EAAI Journal 2026 Journal Article
Causal prototype variational information bottleneck framework for cross-domain fault diagnosis
- Yu Wang
- Chenyu Jiang
- Qiang Chen
- Shujie Liu
- Weiwei Liu
In practical applications of modern industry, the safe and reliable operation of rotating machinery is crucial. However, due to the domain shift problem caused by complex and variable working conditions, the generalization ability of Artificial Intelligence (AI)-based cross-domain fault diagnosis models is challenged. Traditional data-driven models rely on statistical associations and are prone to capturing non-causal spurious correlations, leading to performance degradation under various working conditions. To overcome this limitation, this paper proposes a novel Causal Prototypical Variational Information Bottleneck (CP-VIB) framework. The generation mechanism of vibration signals is modeled as a Structural Causal Model (SCM) to serve as a prior for feature decoupling, cutting off the non-causal confounding paths caused by working condition characteristics. By combining the information bottleneck principle with approximate causal intervention, working condition information is compressed while fault-related causal mutual information is retained.

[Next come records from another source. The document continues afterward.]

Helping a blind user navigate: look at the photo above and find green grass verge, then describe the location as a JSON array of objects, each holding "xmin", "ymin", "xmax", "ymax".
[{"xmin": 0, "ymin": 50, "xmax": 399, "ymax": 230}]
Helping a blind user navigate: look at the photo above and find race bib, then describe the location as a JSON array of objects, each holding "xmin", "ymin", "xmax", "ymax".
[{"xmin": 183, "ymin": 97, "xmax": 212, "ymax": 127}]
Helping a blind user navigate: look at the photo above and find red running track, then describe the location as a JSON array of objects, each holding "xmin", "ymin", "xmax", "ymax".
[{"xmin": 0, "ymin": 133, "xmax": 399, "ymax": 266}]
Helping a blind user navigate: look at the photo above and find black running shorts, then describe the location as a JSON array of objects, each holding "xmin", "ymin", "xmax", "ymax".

To implement this framework, the classification task is formulated as a Euclidean distance minimization problem between Monte Carlo sampled representations and causal prototypes. Experimental results on multiple datasets containing severe compound working condition shifts demonstrate that this AI diagnostic method can achieve robust fault diagnosis under varying working condition scenarios, possessing practical application value.